Empecemos hablando de ecología. En este amplísimo tema no sólo podemos hacer referencia a economizar en energía apagando las luces o comprando aparatos con una mejor evaluación en su etiqueta energética, sino también modificando nuestros hábitos alimentarios.

Pongamos por ejemplo los productos básicos que comemos diariamente: la leche, el pan, los huevos. Son cosas que comes tanto que debes comprarlas cada semana o cotidianamente. Se gasta mucho dinero en comprar este tipo de productos por la misma frecuencia con la que los adquirimos, así que es importante que algo en lo que invertimos tanto sea elegido con cuidado.

Y no sólo tiene que ver con dinero, debido a la frecuencia con la que comemos (ja, evidentemente), comer ecológicamente se ha convertido en una forma muy significativa de impactar positivamente al planeta, en lugar de dejar una huella negativa. Esos productos cotidianos tienen impactos muy concretos y específicos: desde dónde come la vaca que proporciona la leche que bebes, o qué tan cerca está el horno que produce el pan que comes.

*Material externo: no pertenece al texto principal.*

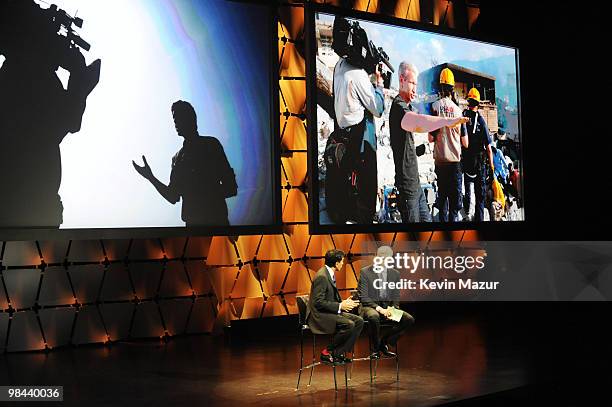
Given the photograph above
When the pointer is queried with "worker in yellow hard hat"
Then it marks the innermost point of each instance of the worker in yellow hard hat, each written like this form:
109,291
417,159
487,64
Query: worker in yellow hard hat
474,158
448,142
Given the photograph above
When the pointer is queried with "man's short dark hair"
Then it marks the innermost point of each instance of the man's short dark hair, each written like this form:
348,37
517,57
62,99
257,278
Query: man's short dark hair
333,256
183,110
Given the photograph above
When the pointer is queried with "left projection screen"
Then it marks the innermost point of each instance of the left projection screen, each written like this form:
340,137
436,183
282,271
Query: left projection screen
120,116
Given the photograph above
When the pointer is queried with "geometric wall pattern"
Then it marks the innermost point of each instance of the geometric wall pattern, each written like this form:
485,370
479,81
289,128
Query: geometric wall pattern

Para seguir un plan de alimentación que impacte de forma positiva nuestro paso por el planeta, es importante seguir las siguientes tres reglas: comer alimentos orgánicos, alimentos locales y alimentos frescos.

Al comer alimentos orgánicos, puedes no sólo visualizar la comida saludable que estás brindándole a tu cuerpo, sino los ecosistemas sanos en que se produjo, a los trabajadores, que estuvieron a salvo de químicos, la tierra, el agua y el aire que se han protegido, y la vida silvestre a la que se le permitió continuar con su ciclo. Las verduras, frutas, granos, jugos, lácteos, huevos y carne etiquetados como orgánicos o biológicos (y también hay vino y cerveza, yeah!), se cultivan y procesan de forma que ayudan a mantener más saludables a las personas y al planeta.

Por otro lado, comer alimentos de temporada y locales, es positivo para el medio ambiente de muchas formas. Puesto que la mayoría de los alimentos viajan muchísimo para llegar a tu mesa, el decantarte por alimentos locales implica que se reduce el consumo de combustibles y hace menor el impacto ambiental del transporte. Los alimentos locales generalmente utilizan menos embalaje, son más frescos y sabrosos y representan una mayor variedad. También ayuda a los productores locales puesto que no tienen que invertir en empaquetar, procesar, refrigerar y transportar sus productos.

Como podemos ver, maneras hay muchas. El viraje en nuestras costumbres puede ser paulatino, pero mientras sea constante, ello implica que estamos mejorando la forma en que interactuamos con el planeta.